The concept of gainsharing in the health care industry has been around for decades.  Under a typical gainsharing program, a hospital and participating physicians will develop a cost-savings plan in relation to a specific procedure or service line.  As the savings are realized, the hospital will then share a portion of the measurable savings with those physicians.  The goal of gainsharing has always been to align physician and hospital interests, in order to improve the quality and efficiency of clinical care.

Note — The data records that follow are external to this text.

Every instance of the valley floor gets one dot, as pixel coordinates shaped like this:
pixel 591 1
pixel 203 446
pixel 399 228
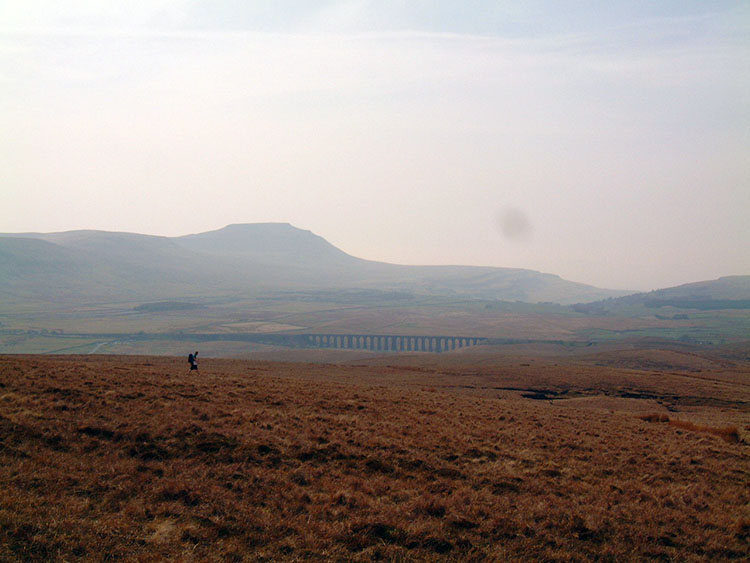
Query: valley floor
pixel 133 458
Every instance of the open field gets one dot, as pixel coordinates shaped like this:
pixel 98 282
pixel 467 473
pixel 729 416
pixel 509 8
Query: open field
pixel 401 458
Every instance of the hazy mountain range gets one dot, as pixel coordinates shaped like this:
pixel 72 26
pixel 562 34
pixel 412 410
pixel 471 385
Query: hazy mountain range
pixel 246 259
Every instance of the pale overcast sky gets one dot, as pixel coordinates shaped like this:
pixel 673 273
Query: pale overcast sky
pixel 606 142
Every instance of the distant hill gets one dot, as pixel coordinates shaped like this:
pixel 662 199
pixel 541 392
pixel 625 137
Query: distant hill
pixel 730 292
pixel 87 266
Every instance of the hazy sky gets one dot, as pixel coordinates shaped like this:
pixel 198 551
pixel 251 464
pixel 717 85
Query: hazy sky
pixel 607 142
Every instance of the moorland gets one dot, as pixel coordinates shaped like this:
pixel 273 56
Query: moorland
pixel 625 454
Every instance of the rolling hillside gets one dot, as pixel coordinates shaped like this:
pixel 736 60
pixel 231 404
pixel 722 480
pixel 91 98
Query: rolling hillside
pixel 86 266
pixel 726 293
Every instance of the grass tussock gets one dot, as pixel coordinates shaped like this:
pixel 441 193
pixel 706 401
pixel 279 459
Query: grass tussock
pixel 729 434
pixel 139 461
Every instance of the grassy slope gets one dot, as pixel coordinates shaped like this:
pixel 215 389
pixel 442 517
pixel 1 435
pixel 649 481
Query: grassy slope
pixel 131 457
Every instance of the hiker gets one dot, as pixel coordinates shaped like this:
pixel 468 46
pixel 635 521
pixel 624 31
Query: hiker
pixel 193 361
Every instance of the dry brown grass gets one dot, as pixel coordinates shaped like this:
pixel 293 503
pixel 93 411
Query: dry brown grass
pixel 728 433
pixel 132 458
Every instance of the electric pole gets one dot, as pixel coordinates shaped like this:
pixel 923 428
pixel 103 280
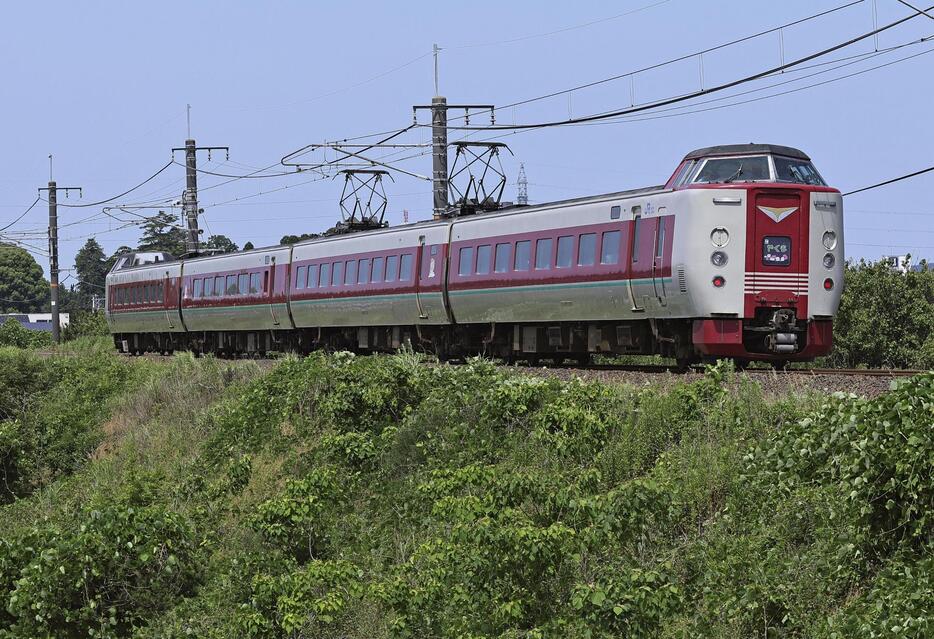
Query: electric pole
pixel 190 196
pixel 53 248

Gainsharing has not always been viewed favorably by the government.  In fact, in a 1999 Special Advisory Bulletin, the Office of Inspector General (OIG) took the position that gainsharing arrangements violated the law, and that the payments could even constitute kickbacks to the participating physicians.  Since then, the government has not backed off its position that gainsharing programs might violate the law.  However, the OIG has also determined that it would not seek sanctions in a growing number of gainsharing arrangements. 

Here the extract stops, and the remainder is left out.